Le tribunal désigne un juge-commissaire pour superviser les opérations de partage et un notaire commis pour les réaliser. Ces professionnels travaillent en collaboration pour :

  • Dresser l'inventaire des biens indivis
  • Procéder aux évaluations nécessaires
  • Établir l'état liquidatif
  • Organiser le partage selon les règles légales

Les différentes issues du partage judiciaire

Plusieurs solutions peuvent être ordonnées par le juge :

La vente aux enchères publiques Si aucun indivisaire ne souhaite conserver le bien ou ne dispose des moyens suffisants, le tribunal ordonne la vente publique. Le prix de vente est ensuite réparti selon les droits de chacun.

L'attribution préférentielle Un indivisaire peut demander l'attribution du bien contre versement d'une soulte aux autres copropriétaires. Cette solution nécessite souvent l'obtention d'un financement.

Le partage en nature Rarement applicable en matière immobilière, cette solution consiste à diviser physiquement le bien entre les indivisaires.

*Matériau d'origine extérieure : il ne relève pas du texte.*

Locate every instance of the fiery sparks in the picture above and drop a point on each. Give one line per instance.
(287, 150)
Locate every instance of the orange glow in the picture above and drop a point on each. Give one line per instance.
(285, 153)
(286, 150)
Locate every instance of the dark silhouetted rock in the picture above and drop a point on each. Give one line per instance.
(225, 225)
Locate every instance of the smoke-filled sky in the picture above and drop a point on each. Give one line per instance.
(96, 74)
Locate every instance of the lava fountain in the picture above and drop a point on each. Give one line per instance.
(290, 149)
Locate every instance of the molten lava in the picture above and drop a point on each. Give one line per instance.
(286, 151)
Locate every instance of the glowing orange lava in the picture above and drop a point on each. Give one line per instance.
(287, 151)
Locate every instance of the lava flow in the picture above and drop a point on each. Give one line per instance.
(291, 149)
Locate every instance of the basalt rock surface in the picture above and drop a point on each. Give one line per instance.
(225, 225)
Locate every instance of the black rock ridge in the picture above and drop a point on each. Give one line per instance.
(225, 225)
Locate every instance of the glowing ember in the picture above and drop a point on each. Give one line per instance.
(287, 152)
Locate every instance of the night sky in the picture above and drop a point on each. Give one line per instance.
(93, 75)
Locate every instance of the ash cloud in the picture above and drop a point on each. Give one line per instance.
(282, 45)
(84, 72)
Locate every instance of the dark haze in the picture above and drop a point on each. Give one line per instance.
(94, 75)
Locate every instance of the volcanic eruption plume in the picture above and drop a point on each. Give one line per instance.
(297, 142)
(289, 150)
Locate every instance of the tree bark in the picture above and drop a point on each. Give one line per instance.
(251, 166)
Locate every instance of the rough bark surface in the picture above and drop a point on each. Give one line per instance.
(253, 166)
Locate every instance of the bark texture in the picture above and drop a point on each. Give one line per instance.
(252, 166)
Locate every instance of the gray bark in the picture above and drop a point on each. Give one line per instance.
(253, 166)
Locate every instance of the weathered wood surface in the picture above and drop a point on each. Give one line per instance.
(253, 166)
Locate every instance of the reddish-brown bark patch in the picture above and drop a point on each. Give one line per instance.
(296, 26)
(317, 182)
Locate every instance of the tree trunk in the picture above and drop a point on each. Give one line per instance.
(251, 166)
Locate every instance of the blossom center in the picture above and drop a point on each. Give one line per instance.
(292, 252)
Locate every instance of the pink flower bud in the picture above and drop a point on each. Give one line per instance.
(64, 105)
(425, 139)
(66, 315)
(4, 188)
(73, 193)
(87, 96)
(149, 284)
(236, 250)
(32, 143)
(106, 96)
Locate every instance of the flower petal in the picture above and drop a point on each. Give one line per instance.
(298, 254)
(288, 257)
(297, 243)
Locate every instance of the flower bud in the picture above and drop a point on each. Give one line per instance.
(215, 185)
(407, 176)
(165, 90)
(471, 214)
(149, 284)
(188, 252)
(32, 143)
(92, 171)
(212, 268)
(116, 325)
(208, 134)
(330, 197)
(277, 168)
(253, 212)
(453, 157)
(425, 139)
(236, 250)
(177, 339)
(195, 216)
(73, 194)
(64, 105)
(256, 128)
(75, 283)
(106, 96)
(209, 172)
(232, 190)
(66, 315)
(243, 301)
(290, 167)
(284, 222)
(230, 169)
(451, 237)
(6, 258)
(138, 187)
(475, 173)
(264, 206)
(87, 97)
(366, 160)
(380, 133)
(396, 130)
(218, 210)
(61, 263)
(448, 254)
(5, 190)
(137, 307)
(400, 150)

Les aspects financiers de la sortie d'indivision

L'évaluation du bien

La détermination de la valeur du bien constitue une étape cruciale. Elle peut résulter :

  • D'un accord entre les parties
  • D'une expertise judiciaire
  • D'une évaluation par un professionnel de l'immobilier

Les comptes d'indivision

Avant le partage, il convient d'établir les comptes de l'indivision en tenant compte :

  • Des dépenses engagées par chaque indivisaire
  • Des revenus perçus (loyers, par exemple)
  • Des améliorations apportées au bien
  • Des dettes éventuelles

L'article 815 du Code civil précise que "la part de chacun dans l'indivision est augmentée en proportion de son versement".

Les frais de partage

La sortie d'indivision génère différents coûts :

  • Honoraires du notaire
  • Frais d'expertise immobilière
  • Droits d'enregistrement
  • Éventuels frais d'huissier et d'avocat

Ces frais sont généralement répartis entre les indivisaires au prorata de leurs droits dans l'indivision.

Les conséquences fiscales

Les droits de partage

Le partage d'un bien indivis est soumis au paiement de droits de partage calculés sur la valeur nette des biens partagés. Le taux varie selon la nature des biens et les liens de parenté entre les indivisaires.

Les plus-values immobilières

Si le partage se traduit par une vente, les indivisaires peuvent être redevables de l'impôt sur les plus-values immobilières, sauf exonération (résidence principale, détention longue, etc.).

Optimisation fiscale

Certaines stratégies permettent de limiter l'impact fiscal :

  • Échelonnement du partage dans le temps
  • Recours aux abattements familiaux
  • Attribution préférentielle plutôt que vente

Conseils pratiques pour une sortie d'indivision réussie

Anticiper et communiquer

La clé du succès réside souvent dans la communication entre indivisaires. Il est recommandé de :

  • Exposer clairement ses motivations
  • Rechercher des solutions satisfaisantes pour tous
  • Faire appel à un médiateur si nécessaire
  • Consulter un avocat spécialisé en droit immobilier

Évaluer les différentes options

Avant d'engager une procédure judiciaire, il convient d'étudier toutes les alternatives :

  • Rachat des parts par l'un des indivisaires
  • Vente amiable sur le marché libre
  • Location du bien en attendant une conjoncture plus favorable

Se faire accompagner

La complexité des règles applicables justifie l'accompagnement par des professionnels expérimentés. Un avocat spécialisé peut vous aider à :

  • Analyser votre situation juridique
  • Négocier avec les autres indivisaires
  • Défendre vos intérêts en cas de procédure judiciaire
  • Optimiser les aspects fiscaux de l'opération

Le principe "nul n'est tenu de rester dans l'indivision" vous garantit une porte de sortie, quelle que soit votre situation. Que vous privilégiiez la voie amiable ou le partage judiciaire, cette liberté fondamentale vous permet de retrouver la pleine maîtrise de votre patrimoine immobilier. N'hésitez pas à solliciter l'expertise d'un professionnel du droit immobilier pour sécuriser votre démarche et optimiser les conditions de votre sortie d'indivision.